O cassino financeiro instalado permite amealhar fortunas incalculáveis em curto, curtíssimo, espaço de tempo. É o sonho do capitalismo. Seus limites foram apresentados na crise de 2007-2008, quando se verificou que não havia lastro real para as operações financeiras praticadas, principalmente pelos grandes bancos internacionais.
Os riscos sistêmicos dessa aventura especulativa são enormes. Eles apontam para uma década de estagnação ou baixo crescimento. No âmbito social, as tragédias se multiplicam. Basta dizer que, na crise de 2007-2008, mais 200 milhões de pessoas passaram a viver abaixo da linha de pobreza no mundo.
Essa situação de crise traz para discussão a necessidade de uma mais efetiva e abrangente regulação pública sobre o sistema financeiro privado. Países como a Índia optaram pela nacionalização do sistema financeiro. De todas as maneiras, a questão está colocada e já se identificam fortíssimas reações às tentativas de regulação pública.

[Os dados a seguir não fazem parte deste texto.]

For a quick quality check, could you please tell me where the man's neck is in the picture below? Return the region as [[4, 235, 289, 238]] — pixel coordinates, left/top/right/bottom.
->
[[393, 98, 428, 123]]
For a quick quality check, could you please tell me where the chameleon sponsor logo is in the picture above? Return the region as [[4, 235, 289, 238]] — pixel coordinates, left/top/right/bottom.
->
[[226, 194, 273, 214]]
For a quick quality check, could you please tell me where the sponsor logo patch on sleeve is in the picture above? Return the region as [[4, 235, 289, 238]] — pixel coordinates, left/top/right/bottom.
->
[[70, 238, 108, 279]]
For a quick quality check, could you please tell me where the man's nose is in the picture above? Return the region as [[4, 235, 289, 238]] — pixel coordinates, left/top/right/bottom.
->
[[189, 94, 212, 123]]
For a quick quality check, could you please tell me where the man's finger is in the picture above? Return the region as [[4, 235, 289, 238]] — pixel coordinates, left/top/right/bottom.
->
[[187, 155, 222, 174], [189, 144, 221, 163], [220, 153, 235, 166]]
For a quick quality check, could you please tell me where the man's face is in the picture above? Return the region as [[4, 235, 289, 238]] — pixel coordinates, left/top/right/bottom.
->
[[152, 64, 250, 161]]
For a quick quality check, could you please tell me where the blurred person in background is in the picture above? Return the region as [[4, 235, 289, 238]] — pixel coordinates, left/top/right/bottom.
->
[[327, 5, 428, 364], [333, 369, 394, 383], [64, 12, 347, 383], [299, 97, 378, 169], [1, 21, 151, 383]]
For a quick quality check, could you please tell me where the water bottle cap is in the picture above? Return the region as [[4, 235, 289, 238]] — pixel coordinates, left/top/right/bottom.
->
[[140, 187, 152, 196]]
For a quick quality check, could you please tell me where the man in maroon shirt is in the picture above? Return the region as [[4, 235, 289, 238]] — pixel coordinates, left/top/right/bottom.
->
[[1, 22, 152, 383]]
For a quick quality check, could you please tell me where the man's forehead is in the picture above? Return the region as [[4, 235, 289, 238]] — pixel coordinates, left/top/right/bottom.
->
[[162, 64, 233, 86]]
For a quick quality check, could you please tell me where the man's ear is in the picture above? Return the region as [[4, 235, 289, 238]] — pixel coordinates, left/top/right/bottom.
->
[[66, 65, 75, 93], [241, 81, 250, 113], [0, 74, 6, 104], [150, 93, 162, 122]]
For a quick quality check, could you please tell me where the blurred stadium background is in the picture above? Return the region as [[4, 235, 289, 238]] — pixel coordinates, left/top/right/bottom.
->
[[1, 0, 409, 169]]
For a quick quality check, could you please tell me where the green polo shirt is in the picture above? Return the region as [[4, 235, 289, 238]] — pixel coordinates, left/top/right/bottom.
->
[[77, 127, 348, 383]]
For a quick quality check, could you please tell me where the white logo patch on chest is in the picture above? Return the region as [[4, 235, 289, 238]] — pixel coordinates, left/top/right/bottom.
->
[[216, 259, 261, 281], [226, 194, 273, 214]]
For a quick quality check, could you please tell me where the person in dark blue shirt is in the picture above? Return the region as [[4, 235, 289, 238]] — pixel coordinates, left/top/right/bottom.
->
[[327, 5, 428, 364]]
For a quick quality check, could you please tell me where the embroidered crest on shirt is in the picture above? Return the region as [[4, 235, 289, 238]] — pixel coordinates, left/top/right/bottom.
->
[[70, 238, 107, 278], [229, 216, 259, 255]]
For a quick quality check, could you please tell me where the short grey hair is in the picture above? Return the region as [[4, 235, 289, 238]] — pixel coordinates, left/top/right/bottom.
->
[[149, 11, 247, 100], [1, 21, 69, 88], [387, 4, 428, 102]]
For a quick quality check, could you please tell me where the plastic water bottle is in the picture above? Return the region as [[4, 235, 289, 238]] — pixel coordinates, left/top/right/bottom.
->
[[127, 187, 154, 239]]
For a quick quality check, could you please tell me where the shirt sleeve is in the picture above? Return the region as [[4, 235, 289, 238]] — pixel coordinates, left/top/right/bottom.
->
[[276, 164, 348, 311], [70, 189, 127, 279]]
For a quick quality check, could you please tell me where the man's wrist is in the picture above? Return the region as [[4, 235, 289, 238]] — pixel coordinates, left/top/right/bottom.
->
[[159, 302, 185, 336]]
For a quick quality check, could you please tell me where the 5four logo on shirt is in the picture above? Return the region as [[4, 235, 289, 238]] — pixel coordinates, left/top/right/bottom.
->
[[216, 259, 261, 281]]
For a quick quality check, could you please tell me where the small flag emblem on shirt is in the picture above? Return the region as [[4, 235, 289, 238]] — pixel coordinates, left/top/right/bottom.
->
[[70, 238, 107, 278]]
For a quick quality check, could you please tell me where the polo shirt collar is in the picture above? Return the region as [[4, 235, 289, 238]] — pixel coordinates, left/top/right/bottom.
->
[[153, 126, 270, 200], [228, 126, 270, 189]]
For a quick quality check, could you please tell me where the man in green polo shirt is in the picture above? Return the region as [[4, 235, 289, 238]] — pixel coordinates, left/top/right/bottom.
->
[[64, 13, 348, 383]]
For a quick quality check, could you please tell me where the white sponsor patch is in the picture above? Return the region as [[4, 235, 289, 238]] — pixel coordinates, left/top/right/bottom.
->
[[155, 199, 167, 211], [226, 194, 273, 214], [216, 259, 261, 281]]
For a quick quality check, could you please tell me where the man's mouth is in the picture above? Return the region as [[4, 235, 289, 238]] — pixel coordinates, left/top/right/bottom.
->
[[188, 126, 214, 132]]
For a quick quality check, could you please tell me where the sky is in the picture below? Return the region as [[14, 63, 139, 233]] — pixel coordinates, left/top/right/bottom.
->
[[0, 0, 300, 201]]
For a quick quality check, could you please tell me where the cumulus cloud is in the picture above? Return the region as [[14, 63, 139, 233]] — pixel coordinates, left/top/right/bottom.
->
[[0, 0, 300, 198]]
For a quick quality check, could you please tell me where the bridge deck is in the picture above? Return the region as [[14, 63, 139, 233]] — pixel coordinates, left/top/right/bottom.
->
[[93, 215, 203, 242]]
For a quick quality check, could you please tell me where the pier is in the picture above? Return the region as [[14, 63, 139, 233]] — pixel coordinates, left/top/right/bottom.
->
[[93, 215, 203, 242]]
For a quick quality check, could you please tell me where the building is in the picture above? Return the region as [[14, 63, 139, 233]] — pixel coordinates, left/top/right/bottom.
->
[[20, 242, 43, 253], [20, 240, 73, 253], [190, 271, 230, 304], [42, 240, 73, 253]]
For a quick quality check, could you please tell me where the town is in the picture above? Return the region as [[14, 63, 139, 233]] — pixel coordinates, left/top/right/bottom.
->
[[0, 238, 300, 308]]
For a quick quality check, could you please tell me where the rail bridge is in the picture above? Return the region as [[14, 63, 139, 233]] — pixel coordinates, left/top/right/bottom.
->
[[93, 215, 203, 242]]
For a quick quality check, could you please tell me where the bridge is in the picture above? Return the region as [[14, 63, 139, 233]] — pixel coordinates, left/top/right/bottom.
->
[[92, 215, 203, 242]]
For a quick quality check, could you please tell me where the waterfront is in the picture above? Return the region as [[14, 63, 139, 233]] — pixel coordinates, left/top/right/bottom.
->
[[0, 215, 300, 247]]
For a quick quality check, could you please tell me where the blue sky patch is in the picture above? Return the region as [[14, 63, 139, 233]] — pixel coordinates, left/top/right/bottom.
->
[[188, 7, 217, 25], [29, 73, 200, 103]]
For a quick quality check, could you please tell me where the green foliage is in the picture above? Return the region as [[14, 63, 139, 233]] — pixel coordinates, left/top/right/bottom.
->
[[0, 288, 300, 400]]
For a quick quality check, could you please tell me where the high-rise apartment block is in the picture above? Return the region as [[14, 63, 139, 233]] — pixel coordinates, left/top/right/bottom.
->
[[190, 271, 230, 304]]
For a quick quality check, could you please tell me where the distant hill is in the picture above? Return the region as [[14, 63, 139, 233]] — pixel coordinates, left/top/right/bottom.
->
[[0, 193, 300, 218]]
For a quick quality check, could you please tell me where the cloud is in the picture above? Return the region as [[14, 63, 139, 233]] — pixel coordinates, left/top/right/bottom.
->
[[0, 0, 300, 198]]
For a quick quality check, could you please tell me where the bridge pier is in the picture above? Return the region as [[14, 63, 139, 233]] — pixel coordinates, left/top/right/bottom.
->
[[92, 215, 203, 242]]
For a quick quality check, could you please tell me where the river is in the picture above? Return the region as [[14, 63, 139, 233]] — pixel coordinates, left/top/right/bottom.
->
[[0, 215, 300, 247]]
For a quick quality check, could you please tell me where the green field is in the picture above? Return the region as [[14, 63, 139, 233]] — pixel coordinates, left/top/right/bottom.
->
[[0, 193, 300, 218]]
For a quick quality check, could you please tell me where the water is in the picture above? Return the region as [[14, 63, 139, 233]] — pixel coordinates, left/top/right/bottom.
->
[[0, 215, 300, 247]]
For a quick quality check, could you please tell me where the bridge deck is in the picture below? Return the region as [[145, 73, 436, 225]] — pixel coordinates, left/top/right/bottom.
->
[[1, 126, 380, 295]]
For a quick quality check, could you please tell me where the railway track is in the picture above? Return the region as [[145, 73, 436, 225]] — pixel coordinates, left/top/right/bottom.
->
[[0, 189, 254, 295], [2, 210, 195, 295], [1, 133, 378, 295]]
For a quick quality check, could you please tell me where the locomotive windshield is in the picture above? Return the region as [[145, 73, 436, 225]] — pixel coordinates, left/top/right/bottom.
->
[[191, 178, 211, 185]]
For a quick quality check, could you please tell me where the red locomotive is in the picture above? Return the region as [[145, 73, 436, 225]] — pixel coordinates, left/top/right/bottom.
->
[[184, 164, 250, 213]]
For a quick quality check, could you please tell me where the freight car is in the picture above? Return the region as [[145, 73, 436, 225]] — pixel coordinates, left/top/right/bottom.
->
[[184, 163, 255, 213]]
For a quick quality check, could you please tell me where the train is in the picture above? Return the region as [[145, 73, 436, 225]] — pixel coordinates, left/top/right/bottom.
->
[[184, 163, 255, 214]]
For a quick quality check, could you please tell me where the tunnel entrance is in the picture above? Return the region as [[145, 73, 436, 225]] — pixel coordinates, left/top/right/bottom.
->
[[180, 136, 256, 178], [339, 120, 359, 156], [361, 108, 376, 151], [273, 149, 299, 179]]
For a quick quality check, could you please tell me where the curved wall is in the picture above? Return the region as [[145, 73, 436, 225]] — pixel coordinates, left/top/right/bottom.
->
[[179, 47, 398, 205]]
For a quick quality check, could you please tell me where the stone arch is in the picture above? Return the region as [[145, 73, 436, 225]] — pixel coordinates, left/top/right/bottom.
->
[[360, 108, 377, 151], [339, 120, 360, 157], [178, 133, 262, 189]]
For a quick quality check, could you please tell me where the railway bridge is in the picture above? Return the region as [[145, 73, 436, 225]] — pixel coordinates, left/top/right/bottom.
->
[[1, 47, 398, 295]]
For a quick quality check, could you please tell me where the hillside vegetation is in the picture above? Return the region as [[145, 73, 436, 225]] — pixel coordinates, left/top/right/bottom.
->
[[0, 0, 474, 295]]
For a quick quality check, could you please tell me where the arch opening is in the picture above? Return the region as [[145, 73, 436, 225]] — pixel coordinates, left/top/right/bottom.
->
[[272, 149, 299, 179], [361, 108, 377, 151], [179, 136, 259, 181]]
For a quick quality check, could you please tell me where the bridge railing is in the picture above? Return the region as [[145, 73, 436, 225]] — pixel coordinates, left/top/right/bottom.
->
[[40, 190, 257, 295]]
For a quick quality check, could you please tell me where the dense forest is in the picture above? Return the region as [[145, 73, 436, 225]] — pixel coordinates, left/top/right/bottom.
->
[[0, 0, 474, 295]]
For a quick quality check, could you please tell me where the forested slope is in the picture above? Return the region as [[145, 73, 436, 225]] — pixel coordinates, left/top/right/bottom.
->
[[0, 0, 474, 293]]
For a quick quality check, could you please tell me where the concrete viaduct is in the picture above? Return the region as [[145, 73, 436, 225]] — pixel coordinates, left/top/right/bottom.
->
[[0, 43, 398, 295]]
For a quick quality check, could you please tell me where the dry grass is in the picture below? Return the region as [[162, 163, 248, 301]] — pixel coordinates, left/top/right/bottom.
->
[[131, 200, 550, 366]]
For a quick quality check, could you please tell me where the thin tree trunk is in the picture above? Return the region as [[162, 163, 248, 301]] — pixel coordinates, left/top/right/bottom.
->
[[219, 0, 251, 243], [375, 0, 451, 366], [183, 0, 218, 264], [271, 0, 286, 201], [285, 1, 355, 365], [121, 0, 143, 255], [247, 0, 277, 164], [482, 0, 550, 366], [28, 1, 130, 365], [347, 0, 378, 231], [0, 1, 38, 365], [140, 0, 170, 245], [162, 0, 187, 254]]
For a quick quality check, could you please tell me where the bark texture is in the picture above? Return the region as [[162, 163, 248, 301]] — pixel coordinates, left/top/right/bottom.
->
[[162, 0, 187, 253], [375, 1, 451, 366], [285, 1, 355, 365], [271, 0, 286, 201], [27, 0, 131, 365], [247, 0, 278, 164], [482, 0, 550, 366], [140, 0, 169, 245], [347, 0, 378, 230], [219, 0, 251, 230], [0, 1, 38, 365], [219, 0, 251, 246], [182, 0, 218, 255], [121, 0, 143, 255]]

É uma disputa entre o interesse público e o de grupos privados. O exercício do interesse público, regulando o sistema financeiro e limitando a especulação, confronta com a lógica da maximização do lucro.
Os governos dos países desenvolvidos já se deram conta dos riscos embutidos no funcionamento do cassino financeiro, e querem limitar a especulação. Eles enfrentam, contudo, o poderoso lobby do sistema financeiro privado, que não quer abrir mão de seus lucros siderais.
Um dos mais recentes episódios dessa disputa foi a aprovação, em 20 de maio, pelo Congresso dos EUA, da reforma do sistema financeiro, que reduz os ganhos especulativos.
Não faltaram evidências para comprovar a resistência dos grandes bancos a uma maior regulação do mercado. Em discurso, logo após a aprovação da lei, Obama afirmou o fracasso de Wall Street em impedir a reforma1.
As palavras de Obama, surpreendentemente, desnudam a transferência dos recursos públicos para os grandes bancos privados: “Graças à reforma financeira, o povo norte-americano não vai ter de pagar a conta pelos erros de Wall Street. Não vai haver mais resgates pagos pelos contribuintes”.
Da mesma forma, o Banco Central Europeu começa a tomar iniciativas, em busca de uma maior regulação do sistema financeiro. E enfrenta, igualmente, os “lobos” do mercado.
Ao mesmo tempo, os “poderes fácticos”, como dizem os peruanos, os poderes de fato, estão mobilizados e, neste momento, atacam o euro. Buscam desmontar a capacidade regulatória pública e forçar a desvalorização da moeda.
Essa disputa entre o público e o privado é a essência da democracia. Os pactos que se estabelecem em cada momento histórico, a garantia de direitos, tudo isso é móvel. Depende de correlações de forças. Depende da capacidade do sistema político democrático de processar esses conflitos. Depende da iniciativa cidadã.
Silvio Caccia Bava é diretor e editor-chefe do Le Monde Diplomatique Brasil.